It also, he added, records whether use of the property can be coordinated in advance with the owner, including contact details, or whether occupation could occur without prior coordination in urgent cases.

If so, that would suggest the system extends down to the level of property access and local civilian surroundings, turning seemingly ordinary sites into preplanned nodes in a missile network.

The document’s own emphasis on route inspection, site profiles, records and coded classification supports the picture of a missile force operating through a dispersed support architecture rather than through fixed bases alone.

Iranian missiles displayed in a park (March 26, 2026)Iranian missiles displayed in a park (March 26, 2026)

Why this puts civilians at risk

Nadimi warned that the use of civilian environments is especially troubling because many IRGC launchers are themselves designed to blend into civilian traffic.

“Many of these launchers essentially resemble civilian vehicles or trailers,” he said.

He added that larger launchers for Khorramshahr missiles can be covered with a white casing that makes them look like an ordinary white civilian trailer, while the towing vehicle is also typically white.

Smaller launchers, he said, are often painted not in conventional camouflage but in ways that make them less conspicuous in civilian surroundings.

That observation fits closely with the document’s emphasis on cover, concealment and post-launch disappearance.
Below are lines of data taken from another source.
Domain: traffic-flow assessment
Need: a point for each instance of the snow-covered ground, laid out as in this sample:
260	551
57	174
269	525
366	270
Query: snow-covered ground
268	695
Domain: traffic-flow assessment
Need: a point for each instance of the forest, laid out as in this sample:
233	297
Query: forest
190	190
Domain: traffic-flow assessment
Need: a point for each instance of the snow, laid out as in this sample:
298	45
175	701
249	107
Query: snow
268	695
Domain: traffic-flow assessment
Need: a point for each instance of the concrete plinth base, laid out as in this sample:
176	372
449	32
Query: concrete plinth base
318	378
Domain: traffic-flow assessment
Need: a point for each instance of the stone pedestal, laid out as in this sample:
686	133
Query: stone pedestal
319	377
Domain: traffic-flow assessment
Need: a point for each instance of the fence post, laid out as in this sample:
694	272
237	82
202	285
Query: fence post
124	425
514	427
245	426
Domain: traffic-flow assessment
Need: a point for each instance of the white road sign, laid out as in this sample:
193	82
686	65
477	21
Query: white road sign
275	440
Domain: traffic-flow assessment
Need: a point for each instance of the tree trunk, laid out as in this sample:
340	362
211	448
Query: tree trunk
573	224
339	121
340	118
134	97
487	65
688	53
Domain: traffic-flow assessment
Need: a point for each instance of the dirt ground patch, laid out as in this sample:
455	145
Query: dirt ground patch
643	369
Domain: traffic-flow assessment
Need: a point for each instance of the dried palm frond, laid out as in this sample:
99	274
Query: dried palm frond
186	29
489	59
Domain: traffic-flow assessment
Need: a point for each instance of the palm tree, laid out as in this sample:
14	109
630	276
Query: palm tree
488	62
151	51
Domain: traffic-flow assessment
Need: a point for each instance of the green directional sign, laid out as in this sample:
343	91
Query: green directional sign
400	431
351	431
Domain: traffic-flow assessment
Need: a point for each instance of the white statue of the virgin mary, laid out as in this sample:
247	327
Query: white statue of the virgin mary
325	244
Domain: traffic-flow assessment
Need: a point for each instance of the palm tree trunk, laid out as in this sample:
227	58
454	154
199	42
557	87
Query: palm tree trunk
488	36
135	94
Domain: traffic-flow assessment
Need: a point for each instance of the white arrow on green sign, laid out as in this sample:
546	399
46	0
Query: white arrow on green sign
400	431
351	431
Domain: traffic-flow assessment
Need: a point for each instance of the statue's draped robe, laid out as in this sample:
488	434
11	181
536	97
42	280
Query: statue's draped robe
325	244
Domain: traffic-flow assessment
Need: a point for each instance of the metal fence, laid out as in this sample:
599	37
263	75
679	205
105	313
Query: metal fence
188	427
The combination of disguised launch vehicles and preidentified civilian sites suggests an operational doctrine built around blending missile units into non-military space.

According to Nadimi, this has direct consequences under the laws of war.

“The use of civilian environments, structures and buildings for this purpose is unlawful under the laws of war,” he said. “It removes the protection those buildings would otherwise have and turns them into legitimate military targets.”

The danger, he added, is that civilians living or working in such places may have no idea a missile launcher is being hidden in their vicinity until they themselves are exposed to attack.

An organized doctrine, not an exception

The leaked directive therefore appears to document something broader than the existence of underground missile facilities or dispersed launch sites.

It points to an organized method for extending missile operations into the civilian sphere – using industrial buildings, service facilities, sports complexes, warehouses and other non-military spaces as part of a launch architecture designed to survive surveillance, evade detection and preserve firing capability under wartime pressure.

In that sense, the document is not just about positions where missiles are launched from. It is about how a military force can fold launch operations into everyday civilian geography – and in doing so, transfer the risks of missile warfare onto places and people that outwardly have nothing to do with it.